С самого начала я определил себе срок – месяц. Этого должно было хватить, чтобы в полной мере прочувствовать свое счастье и не успеть прирасти к Дарену так, что потом будет не отодрать. Но к исходу этого месяца я с тоской понимал, что прирос уже настолько, что отдирать придется не то что с кровью - с мясом. Судя по отчаянной нежности, которую все чаще проявлял по ночам Дарен, то же самое чувствовал и он, но меня это не утешало. От осознания того, что и ему будет так же тяжело, как и мне, становилось только хуже. Но мы молчали, только сильнее вцеплялись в друг друга, стараясь впитать, запомнить, впечатать в тело и душу как можно больше.
В ночь перед моим отъездом мы вообще не спали и почти ничего не говорили. Только под утро Дарен сказал, прижав меня к себе так, что ребра затрещали:
- Не хочу тебя отпускать. Не хочу, и все.
- Надо, - ответил я. Как ни странно, получилось внятно. – Ты сам знаешь, что надо. Скоро дожди начнутся и вообще…
Он приподнял меня так, чтобы видеть лицо:
- Обещай мне, что если я буду тебе нужен, ты найдешь меня. Неважно, какая помощь тебе понадобится — деньги, информация, доступ к какому-то человеку — ты в первую очередь найдешь меня.
«Ты мне уже нужен», - подумал я, но ответил:
- Обещаю. Но только если иначе будет совсем никак.
- Хорошо. Ты знаешь, я для тебя сделаю все, что будет в моих силах.
Потом я собирался, ловил полуодичавших, растолстевших, жутко недовольных очередной гадостью судьбы кошек.

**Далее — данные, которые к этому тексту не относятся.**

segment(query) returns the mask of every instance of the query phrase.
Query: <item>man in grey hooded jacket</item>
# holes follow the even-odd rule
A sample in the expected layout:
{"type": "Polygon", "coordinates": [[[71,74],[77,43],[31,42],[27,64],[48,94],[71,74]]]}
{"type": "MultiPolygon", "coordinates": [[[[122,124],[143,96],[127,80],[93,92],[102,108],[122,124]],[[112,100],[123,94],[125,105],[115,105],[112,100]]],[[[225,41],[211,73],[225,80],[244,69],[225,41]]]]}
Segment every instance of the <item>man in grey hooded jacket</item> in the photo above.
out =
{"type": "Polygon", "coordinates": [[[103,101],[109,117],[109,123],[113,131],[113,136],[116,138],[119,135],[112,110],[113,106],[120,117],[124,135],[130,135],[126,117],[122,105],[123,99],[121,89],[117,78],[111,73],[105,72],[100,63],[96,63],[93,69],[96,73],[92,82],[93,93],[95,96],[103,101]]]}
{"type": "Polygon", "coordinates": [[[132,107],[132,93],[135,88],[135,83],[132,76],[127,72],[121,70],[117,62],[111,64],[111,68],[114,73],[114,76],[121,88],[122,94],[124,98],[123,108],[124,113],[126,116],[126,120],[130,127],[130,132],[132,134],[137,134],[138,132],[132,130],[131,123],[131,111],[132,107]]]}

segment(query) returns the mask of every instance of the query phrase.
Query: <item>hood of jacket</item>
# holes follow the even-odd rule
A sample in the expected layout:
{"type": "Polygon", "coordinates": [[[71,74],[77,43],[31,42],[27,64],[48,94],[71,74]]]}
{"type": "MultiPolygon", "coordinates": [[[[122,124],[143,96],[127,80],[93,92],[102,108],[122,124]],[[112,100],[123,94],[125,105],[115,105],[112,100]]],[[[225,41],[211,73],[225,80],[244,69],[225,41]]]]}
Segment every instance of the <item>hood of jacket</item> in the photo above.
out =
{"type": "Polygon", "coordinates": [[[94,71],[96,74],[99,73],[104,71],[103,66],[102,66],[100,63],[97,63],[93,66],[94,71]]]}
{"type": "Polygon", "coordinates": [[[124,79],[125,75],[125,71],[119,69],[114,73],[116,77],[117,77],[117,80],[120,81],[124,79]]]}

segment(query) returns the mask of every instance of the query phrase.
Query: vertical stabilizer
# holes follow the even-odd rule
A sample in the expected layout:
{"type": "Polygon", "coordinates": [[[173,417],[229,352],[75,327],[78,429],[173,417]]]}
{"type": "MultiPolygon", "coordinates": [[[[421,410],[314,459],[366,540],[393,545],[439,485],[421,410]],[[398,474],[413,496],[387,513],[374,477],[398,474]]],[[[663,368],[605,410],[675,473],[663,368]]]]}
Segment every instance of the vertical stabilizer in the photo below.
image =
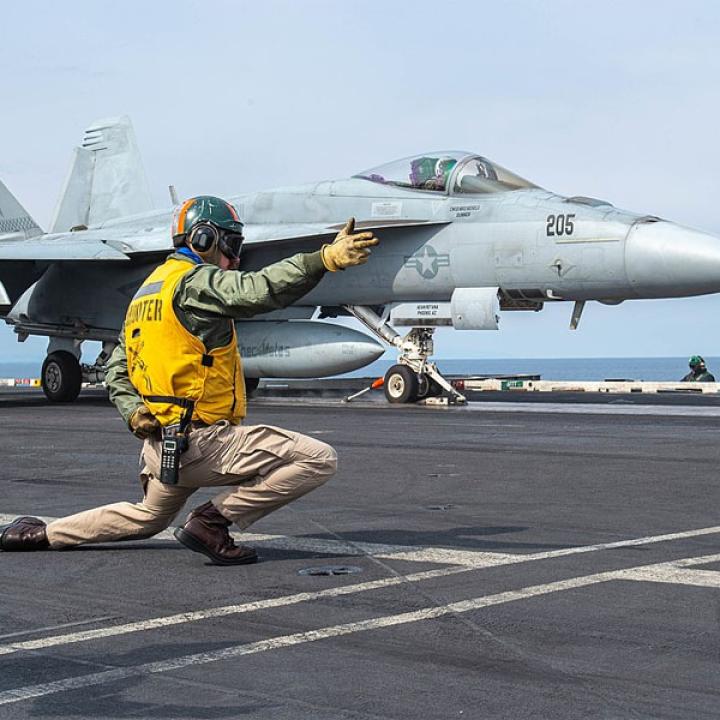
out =
{"type": "Polygon", "coordinates": [[[96,120],[75,148],[51,232],[91,227],[152,209],[130,118],[96,120]]]}
{"type": "Polygon", "coordinates": [[[42,235],[40,226],[30,217],[15,196],[0,182],[0,239],[18,240],[42,235]]]}

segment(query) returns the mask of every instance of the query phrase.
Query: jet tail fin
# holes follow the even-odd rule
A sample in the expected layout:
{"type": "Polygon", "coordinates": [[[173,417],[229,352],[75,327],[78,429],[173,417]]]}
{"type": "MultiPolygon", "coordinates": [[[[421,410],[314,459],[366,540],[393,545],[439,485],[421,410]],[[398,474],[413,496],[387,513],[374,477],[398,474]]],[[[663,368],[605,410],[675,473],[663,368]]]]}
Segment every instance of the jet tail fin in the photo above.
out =
{"type": "Polygon", "coordinates": [[[0,238],[26,240],[42,234],[42,228],[30,217],[30,213],[0,182],[0,238]]]}
{"type": "Polygon", "coordinates": [[[75,148],[51,232],[153,209],[130,118],[96,120],[75,148]]]}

Мы говорили о чем-то обыденном, Дарен проверял, все ли я взял, в порядке ли лошадь и повозка. Я должен был ехать с торговым обозом, идущим почти до границы Дерея. Обоз отправлялся из соседнего города. Дарен проводил меня до него. Мы обнялись последний раз. Я не оборачивался. Я и так знал, что он смотрит мне вслед.
Весь первый день я ехал в каком-то отупении, без чувств и мыслей. Только в груди все время болело и пекло, не отпускало. На второй день пришла такая невыносимая тоска, что, если бы не кошки, лошадь и попутчики, я бы лег на обочину и умер. Мне на самом деле не хотелось жить, и в этом не было ничего от той летней апатии. В таком состоянии я провел еще несколько дней, просто чудо, что меня за это время не обокрали, не избили и не ограбили или еще как-нибудь не попользовали. Я бы, наверно, даже не стал сопротивляться.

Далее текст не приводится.